The pathognomonic slit-lamp features of filamentous fungal keratitis are:
- Feathery or hyphate margins — the infiltrate edge has irregular, feather-like extensions (reflecting hyphal growth into the surrounding stroma)
- Satellite lesions — small round infiltrates around the main ulcer, following the direction of hyphal spread
- Dry, greyish-white infiltrate texture (in contrast to the wet, creamy bacterial infiltrate)
- Endothelial plaque — a thick, yellowish-white inflammatory deposit on the endothelial surface behind the ulcer, visible on slit-lamp as a posterior corneal opacity
- Hypopyon — present but tends to be thicker and more viscous than in bacterial keratitis (fungal hypopyon is less mobile, does not shift as freely)

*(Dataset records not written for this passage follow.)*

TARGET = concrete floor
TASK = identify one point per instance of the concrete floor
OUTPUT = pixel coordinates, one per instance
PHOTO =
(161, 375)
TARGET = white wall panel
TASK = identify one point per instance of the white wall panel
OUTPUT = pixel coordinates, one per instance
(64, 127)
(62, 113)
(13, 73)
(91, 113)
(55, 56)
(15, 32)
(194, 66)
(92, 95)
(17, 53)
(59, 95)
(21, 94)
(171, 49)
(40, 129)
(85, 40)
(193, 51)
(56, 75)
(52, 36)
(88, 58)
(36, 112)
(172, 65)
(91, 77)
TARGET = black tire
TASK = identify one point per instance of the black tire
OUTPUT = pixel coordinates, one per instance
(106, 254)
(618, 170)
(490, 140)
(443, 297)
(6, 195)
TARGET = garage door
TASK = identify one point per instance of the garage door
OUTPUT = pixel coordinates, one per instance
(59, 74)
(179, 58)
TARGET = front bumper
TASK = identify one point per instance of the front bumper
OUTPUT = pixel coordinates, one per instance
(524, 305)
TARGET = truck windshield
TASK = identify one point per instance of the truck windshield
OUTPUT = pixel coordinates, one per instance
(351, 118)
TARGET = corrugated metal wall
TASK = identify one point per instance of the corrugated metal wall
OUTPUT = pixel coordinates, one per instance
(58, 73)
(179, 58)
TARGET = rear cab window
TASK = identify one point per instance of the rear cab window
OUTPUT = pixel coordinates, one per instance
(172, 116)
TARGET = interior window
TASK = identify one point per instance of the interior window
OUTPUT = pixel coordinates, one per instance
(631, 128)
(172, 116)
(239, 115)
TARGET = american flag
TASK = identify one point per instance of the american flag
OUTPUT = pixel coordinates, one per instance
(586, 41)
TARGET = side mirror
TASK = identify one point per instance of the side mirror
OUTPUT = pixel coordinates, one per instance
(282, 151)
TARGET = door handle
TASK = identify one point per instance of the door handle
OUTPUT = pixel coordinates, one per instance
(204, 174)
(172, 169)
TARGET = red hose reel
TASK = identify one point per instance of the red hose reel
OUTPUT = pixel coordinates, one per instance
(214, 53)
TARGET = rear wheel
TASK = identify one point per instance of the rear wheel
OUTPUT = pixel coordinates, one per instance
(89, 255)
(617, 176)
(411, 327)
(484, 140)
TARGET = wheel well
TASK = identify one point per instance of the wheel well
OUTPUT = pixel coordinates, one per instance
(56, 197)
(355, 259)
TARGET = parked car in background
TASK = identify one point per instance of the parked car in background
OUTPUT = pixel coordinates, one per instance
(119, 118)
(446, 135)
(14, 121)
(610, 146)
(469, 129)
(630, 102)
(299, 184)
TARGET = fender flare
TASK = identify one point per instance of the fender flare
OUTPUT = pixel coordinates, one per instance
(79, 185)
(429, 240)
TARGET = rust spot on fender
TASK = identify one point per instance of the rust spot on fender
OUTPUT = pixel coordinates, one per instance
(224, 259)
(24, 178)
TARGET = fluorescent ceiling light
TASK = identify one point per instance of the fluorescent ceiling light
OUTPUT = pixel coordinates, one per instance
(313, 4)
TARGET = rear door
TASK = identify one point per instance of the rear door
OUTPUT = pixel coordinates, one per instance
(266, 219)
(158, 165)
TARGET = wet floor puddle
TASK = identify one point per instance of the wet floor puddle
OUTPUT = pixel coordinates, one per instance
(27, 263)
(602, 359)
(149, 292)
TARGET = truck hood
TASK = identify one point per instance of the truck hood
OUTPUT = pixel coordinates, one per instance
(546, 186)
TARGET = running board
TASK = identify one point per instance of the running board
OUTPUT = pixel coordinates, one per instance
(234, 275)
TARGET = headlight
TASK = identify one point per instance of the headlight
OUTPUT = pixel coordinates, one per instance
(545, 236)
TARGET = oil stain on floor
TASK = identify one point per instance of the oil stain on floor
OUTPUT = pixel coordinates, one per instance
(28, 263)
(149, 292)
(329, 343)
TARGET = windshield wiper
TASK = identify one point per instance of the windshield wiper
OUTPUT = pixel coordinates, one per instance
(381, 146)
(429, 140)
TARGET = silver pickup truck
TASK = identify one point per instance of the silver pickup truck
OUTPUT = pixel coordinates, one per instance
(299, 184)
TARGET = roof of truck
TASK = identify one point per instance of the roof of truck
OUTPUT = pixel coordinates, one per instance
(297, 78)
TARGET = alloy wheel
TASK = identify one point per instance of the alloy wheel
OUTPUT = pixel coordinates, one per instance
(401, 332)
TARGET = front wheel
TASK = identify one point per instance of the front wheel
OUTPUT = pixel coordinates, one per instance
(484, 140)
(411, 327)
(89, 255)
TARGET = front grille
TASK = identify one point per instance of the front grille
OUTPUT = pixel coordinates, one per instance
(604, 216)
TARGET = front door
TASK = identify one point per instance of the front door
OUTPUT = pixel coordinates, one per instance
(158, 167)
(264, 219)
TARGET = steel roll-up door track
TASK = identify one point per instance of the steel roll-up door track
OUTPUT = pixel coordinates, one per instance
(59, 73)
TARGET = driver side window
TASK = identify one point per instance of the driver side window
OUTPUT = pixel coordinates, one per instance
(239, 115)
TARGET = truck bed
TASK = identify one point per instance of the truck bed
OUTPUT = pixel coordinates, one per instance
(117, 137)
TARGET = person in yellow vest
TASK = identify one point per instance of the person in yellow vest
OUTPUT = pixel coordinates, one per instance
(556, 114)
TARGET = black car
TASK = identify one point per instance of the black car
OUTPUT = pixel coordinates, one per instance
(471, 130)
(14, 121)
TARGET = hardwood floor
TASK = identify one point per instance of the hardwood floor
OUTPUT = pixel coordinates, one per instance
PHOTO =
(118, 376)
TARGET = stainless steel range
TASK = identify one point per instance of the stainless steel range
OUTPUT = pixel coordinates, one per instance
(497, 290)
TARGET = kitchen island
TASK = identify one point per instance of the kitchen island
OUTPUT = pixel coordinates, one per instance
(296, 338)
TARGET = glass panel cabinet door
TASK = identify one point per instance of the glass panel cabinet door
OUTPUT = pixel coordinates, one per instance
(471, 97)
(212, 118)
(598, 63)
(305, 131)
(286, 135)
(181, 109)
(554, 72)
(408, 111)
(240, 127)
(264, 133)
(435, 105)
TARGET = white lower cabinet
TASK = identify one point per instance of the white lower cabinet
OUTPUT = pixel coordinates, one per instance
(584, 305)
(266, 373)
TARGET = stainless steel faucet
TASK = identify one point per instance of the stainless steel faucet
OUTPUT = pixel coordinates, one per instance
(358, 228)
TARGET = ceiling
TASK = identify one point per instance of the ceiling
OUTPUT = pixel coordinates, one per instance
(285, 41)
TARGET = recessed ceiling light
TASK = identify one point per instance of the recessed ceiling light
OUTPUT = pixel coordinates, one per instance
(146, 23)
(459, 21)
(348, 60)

Fungal Corneal Ulcer: Key Diagnostic Features

Candida keratitis is different from filamentous fungal keratitis: it presents in contact-lens wearers, immunocompromised patients, or those on chronic topical steroids; the infiltrate is more creamy and less feathery; satellite lesions are less prominent. Candida is a yeast (not a filamentous fungus).

Investigation: corneal scraping KOH mount (10% KOH dissolves cellular material, leaves fungal hyphae visible as branching, septate structures under microscopy). Sabouraud's dextrose agar culture is specific but takes 72 hours or longer. Confocal microscopy can demonstrate fungal hyphae in vivo and is increasingly available.

Treatment: natamycin 5% eye drops (a polyene antifungal) is the first-line agent for filamentous fungi (Aspergillus, Fusarium) — it is effective because its mechanism targets ergosterol in the fungal cell membrane. Dosing is typically hourly for the first 48 hours. Voriconazole 1% (topical) is an alternative with broader-spectrum activity, preferred for Aspergillus and when natamycin is unavailable. Systemic antifungals (oral voriconazole or itraconazole) are added for deep or severe infections, or when scleral spread is suspected. Duration of treatment is prolonged — 6–12 weeks is common. Topical steroids are absolutely contraindicated in active fungal keratitis.